Complementary metal oxide semiconductor image sensors generally utilize a series of photodiodes formed within an array of pixel regions of a semiconductor substrate in order to sense when light has impacted the photodiode. Adjacent to each of the photodiodes within each of the pixel regions a transfer transistor may be formed in order to transfer the signal generated by the sensed light within the photodiode at a desired time. Such photodiodes and transfer transistors allow for an image to be captured at a desired time by operating the transfer transistor at the desired time.
The complementary metal oxide semiconductor image sensors may generally be formed in either a front side illumination configuration or a back-side illumination configuration. In a front-side illumination configuration light passes to the photodiode from the “front” side of the image sensor where the transfer transistor has been formed. However, forcing the light to pass through any overlying metal layers, dielectric layers, and past the transfer transistor before it reaches the photodiode may generate processing and/or operational issues as the metal layers, dielectric layers, and the transfer transistor may not necessarily be translucent and easily allow the light to pass through.
In a back-side illumination configuration, the transfer transistor, the metal layers, and the dielectric layers are formed on a the front side of the substrate, and light is allowed to pass to the photodiode from the “back” side of the substrate such that the light hits the photodiode before it reaches the transfer transistor, the dielectric layers, or the metal layers.
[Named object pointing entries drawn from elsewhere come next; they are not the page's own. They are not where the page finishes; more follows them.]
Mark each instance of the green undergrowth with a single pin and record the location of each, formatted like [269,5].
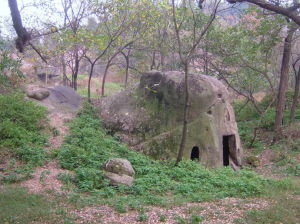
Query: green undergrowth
[248,118]
[19,206]
[22,124]
[286,151]
[88,146]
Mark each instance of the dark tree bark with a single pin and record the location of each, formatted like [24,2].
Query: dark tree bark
[104,76]
[76,69]
[185,113]
[284,78]
[23,35]
[126,56]
[296,96]
[89,82]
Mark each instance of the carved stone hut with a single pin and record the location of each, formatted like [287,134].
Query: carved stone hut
[149,118]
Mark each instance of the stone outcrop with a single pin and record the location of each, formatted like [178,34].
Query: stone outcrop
[149,118]
[39,94]
[119,171]
[55,97]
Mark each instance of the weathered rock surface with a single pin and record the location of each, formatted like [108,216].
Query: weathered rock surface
[56,97]
[39,94]
[119,171]
[117,180]
[150,118]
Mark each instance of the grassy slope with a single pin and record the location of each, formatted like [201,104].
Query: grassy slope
[156,182]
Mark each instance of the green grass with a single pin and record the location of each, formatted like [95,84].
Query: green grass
[18,206]
[284,210]
[22,124]
[156,182]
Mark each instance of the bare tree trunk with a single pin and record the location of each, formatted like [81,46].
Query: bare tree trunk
[75,74]
[89,82]
[153,60]
[284,77]
[295,97]
[185,114]
[63,63]
[126,56]
[104,76]
[23,35]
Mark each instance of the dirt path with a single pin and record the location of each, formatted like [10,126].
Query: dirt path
[224,211]
[45,178]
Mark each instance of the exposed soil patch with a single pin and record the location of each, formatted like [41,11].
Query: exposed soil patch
[223,211]
[58,122]
[265,164]
[45,178]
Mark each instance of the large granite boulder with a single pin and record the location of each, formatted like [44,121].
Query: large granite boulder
[150,118]
[119,171]
[56,97]
[38,94]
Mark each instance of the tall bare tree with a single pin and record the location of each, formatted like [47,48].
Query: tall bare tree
[186,55]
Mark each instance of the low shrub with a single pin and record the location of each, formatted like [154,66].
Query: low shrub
[21,124]
[88,146]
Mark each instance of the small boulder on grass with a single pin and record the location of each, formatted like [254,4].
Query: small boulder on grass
[39,94]
[119,171]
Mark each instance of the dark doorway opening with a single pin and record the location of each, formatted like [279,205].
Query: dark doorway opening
[195,153]
[228,148]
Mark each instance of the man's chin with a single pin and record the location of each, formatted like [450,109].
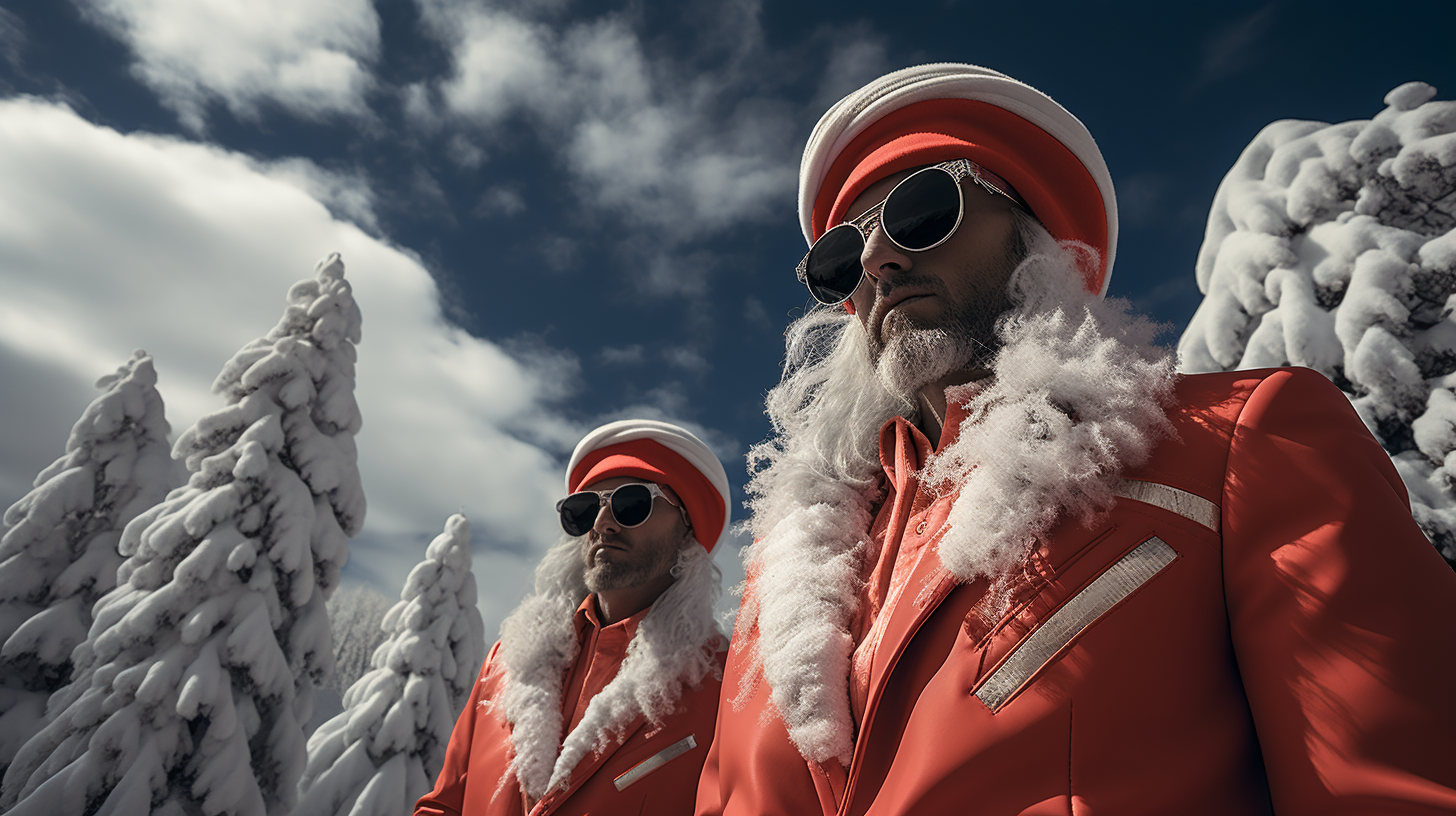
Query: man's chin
[918,357]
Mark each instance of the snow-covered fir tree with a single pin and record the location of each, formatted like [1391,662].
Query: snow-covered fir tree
[357,621]
[1332,246]
[385,751]
[58,554]
[194,682]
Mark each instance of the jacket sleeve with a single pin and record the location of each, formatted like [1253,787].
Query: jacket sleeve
[1341,612]
[447,797]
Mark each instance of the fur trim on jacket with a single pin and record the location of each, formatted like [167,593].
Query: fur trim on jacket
[674,644]
[1078,394]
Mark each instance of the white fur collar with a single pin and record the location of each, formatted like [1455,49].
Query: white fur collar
[674,644]
[1075,399]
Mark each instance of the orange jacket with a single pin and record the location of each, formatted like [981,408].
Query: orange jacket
[653,770]
[1255,627]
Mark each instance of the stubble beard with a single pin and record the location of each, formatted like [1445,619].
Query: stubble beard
[626,573]
[918,354]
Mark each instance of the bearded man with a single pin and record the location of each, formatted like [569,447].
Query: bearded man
[602,692]
[1008,561]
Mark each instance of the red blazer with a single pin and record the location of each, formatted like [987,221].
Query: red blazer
[479,754]
[1255,627]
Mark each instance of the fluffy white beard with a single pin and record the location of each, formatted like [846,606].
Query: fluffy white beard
[606,576]
[919,356]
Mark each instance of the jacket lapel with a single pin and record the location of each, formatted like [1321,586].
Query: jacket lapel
[586,770]
[928,586]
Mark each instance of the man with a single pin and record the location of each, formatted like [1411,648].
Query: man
[602,692]
[1008,561]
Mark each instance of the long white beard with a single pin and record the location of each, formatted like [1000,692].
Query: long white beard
[919,356]
[816,487]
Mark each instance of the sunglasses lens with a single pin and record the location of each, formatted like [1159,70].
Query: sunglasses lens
[578,512]
[833,267]
[923,210]
[631,504]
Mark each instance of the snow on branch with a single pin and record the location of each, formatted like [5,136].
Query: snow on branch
[58,554]
[1332,246]
[386,748]
[197,675]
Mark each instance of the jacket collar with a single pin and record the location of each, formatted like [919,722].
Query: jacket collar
[1070,404]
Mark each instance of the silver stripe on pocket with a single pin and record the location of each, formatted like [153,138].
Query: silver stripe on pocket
[1193,507]
[655,761]
[1118,582]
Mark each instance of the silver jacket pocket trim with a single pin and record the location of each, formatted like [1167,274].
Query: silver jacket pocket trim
[1118,582]
[1193,507]
[655,761]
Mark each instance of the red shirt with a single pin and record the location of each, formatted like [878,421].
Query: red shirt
[479,751]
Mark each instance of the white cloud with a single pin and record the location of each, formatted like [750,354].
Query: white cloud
[500,201]
[307,56]
[645,143]
[347,195]
[114,242]
[686,359]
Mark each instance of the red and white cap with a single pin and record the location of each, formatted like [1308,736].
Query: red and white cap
[942,111]
[663,453]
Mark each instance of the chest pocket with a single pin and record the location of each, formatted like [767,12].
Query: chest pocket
[655,761]
[1040,643]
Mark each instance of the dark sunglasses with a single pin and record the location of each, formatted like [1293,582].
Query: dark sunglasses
[920,213]
[631,506]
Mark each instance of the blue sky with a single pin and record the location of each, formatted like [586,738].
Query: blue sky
[575,210]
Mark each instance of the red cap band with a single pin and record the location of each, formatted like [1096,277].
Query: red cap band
[651,461]
[1062,193]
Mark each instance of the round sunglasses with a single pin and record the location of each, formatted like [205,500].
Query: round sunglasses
[920,213]
[631,506]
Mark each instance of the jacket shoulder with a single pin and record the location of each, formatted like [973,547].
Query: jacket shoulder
[1206,411]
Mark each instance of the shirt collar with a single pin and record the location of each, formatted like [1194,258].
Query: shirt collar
[901,445]
[587,620]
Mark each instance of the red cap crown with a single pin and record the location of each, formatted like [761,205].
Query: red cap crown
[661,453]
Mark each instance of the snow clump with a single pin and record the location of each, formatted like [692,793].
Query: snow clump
[1332,246]
[197,676]
[385,751]
[58,554]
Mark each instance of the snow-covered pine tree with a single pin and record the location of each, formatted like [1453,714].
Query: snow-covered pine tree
[357,621]
[58,554]
[1332,246]
[385,751]
[194,682]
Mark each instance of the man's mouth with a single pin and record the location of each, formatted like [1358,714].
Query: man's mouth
[897,299]
[602,545]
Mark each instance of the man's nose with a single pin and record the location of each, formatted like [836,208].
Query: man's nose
[606,522]
[881,258]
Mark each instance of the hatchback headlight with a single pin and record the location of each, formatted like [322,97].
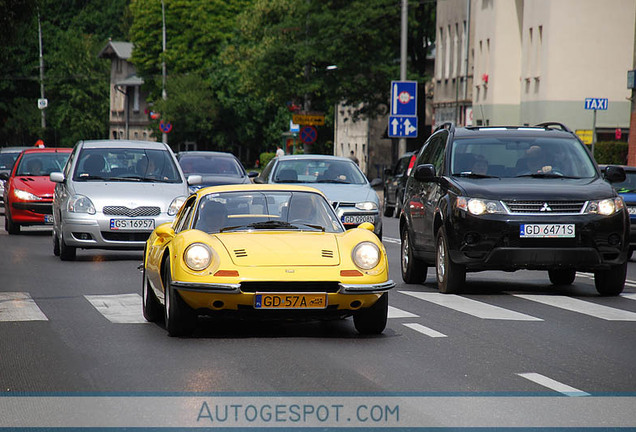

Such a configuration may reduce the complexity of the manufacturing of the image sensor and its operation.
However, pixel regions that are adjacent to each other may interfere with each other's operation in what is known as cross-talk. This cross-talk may occur when light from one pixel region makes its way into an adjacent pixel region, thereby causing the adjacent pixel region to sense the light. Such cross-talk can reduce the precision and the quantum efficiency of the image sensor.